Avoid Loading the Same Defensive Round
Probably one of the most important reasons to care for your defensive ammunition is to ensure it functions properly. Even if extreme weather is not an issue you can still run into problems. In this case where you run the risk of problems is when you reload the same round numerous times. Each time the round is chambered it is forced up the feed ramp. It hits the feed ramp under pressure generated from the recoil spring. The same round hitting the feed ramp can experience bullet set back over time. Bullet set back occurs when the projectile itself is forced deeper into the casing.
Defensive Ammunition Rotation Cycle
Care and maintenance means I have to periodically examine my defensive ammunition. At a certain interval I will inspect, clean and replace my defensive ammunition for all my carry guns. The interval is based on the frequency of carry along with the exposure to the elements. The more the firearm is carried through various environmental conditions the sooner I will rotate my ammunition. I start by unloading the gun, then downloading all the magazines. I will then inspect each of the rounds for what I call a strike. When I eject a live defensive round I will mark the casing on the head stamp, what I call a strike. If a round accumulates more than three strikes then it is surveyed or shot at my next range session. This helps avoid bullet set back along with possible damage caused when the round makes contact with the ground.

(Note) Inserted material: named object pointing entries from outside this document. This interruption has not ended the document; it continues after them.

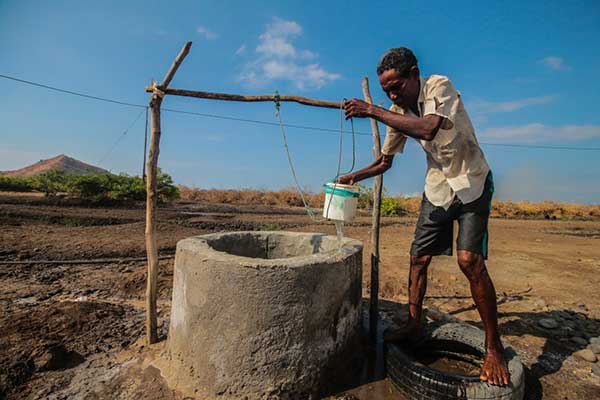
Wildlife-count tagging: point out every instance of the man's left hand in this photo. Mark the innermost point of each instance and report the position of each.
(357, 108)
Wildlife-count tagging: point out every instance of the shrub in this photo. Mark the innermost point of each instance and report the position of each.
(391, 207)
(15, 184)
(126, 188)
(50, 182)
(93, 187)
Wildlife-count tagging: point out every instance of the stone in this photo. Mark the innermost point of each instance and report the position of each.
(52, 359)
(586, 354)
(595, 347)
(548, 323)
(255, 313)
(539, 303)
(579, 340)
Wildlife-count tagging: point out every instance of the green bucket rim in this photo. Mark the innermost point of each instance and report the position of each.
(338, 191)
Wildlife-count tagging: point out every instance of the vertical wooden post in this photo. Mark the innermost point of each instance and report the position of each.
(152, 197)
(145, 147)
(377, 187)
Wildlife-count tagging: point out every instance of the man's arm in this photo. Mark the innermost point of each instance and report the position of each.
(419, 128)
(379, 166)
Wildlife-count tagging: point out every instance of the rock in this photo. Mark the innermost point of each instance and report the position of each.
(548, 323)
(579, 340)
(580, 316)
(53, 358)
(586, 354)
(595, 347)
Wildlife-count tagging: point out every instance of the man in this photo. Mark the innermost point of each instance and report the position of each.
(458, 186)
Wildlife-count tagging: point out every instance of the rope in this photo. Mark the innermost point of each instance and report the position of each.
(232, 118)
(309, 210)
(337, 175)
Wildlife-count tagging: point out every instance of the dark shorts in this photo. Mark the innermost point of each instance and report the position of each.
(435, 227)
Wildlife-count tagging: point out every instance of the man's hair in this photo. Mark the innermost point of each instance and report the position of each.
(401, 59)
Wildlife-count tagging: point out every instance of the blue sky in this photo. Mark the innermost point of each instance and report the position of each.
(527, 71)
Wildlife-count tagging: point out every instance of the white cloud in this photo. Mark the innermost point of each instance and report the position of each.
(489, 107)
(278, 59)
(207, 33)
(241, 50)
(556, 63)
(540, 133)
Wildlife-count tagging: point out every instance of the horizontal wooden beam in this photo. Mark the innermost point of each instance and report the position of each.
(238, 97)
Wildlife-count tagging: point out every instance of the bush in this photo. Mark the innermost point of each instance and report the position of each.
(126, 188)
(15, 184)
(50, 182)
(93, 187)
(391, 207)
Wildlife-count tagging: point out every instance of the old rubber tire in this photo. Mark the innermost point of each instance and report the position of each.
(418, 381)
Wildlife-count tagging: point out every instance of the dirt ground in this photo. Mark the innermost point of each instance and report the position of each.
(70, 330)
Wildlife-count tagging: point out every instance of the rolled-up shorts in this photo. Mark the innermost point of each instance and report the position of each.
(435, 226)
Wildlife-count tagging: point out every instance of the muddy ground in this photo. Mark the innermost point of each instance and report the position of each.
(75, 330)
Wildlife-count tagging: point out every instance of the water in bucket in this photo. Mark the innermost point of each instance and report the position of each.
(340, 205)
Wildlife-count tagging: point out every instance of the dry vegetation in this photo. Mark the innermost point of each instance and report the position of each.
(409, 206)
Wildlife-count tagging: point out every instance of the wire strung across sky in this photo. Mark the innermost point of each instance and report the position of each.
(253, 121)
(120, 138)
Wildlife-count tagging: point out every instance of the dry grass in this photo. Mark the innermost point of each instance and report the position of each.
(282, 198)
(290, 197)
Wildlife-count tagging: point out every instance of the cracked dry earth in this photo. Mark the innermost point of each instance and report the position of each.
(76, 330)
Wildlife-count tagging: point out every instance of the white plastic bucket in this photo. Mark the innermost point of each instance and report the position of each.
(340, 202)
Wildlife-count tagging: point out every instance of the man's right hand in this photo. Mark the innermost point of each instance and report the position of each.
(346, 179)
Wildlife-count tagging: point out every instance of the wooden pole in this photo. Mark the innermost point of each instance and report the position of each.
(377, 187)
(145, 147)
(238, 97)
(152, 199)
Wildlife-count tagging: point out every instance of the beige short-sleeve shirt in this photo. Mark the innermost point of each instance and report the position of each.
(455, 162)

Care and Maintenance Procedure
Once the ammunition inspection is completed I will replace the current magazines with fresh magazines. Then starting with the two strikes rounds, I load them into my fresh magazines designated as my reload magazine. This puts these rounds at the furthers point of use. Then I load the remaining rounds into the magazines. However many rounds need to replaced are pulled from the box. They go into the top of the carry magazine since they are the freshest available. Once I have completed this rotation I reload my carry gun. Store the box of surplus defensive ammunition in a cool and dry place. Then add the three strike rounds to my range bag for the next trip to the range. However, in these difficult times I have chosen to hold on to them for just a little bit longer. Storing them separately, but in a cool and dry place.
With 60 defensive rounds being the average two boxes of defensive ammunition will give me several years of service using this procedure. It is worth the peace of mind to know your loadout is fresh and ready to go.
2 thoughts on “Caring for Defensive Ammunition”
Jeff, thank you for this post. I recall you mentioning some of this to another student in passing from a previous class of yours that I attended. I didn’t fully comprehend the “why” this was important at the time and I meant to ask you more about it at the end of the class but it slipped my mind. It makes complete sense now and I can see how important this could be. The ammo loading order of “strike rounds” is something I also likely never would have considered.
You mentioned that at “a certain interval” you rotate your ammo (and shorten the interval based on conditions), generally how often do you do this based on normal conditions?
Good question and at a minimum once a year. If you carry every day, you might consider bi-annually. Usually once a year is more than adequate.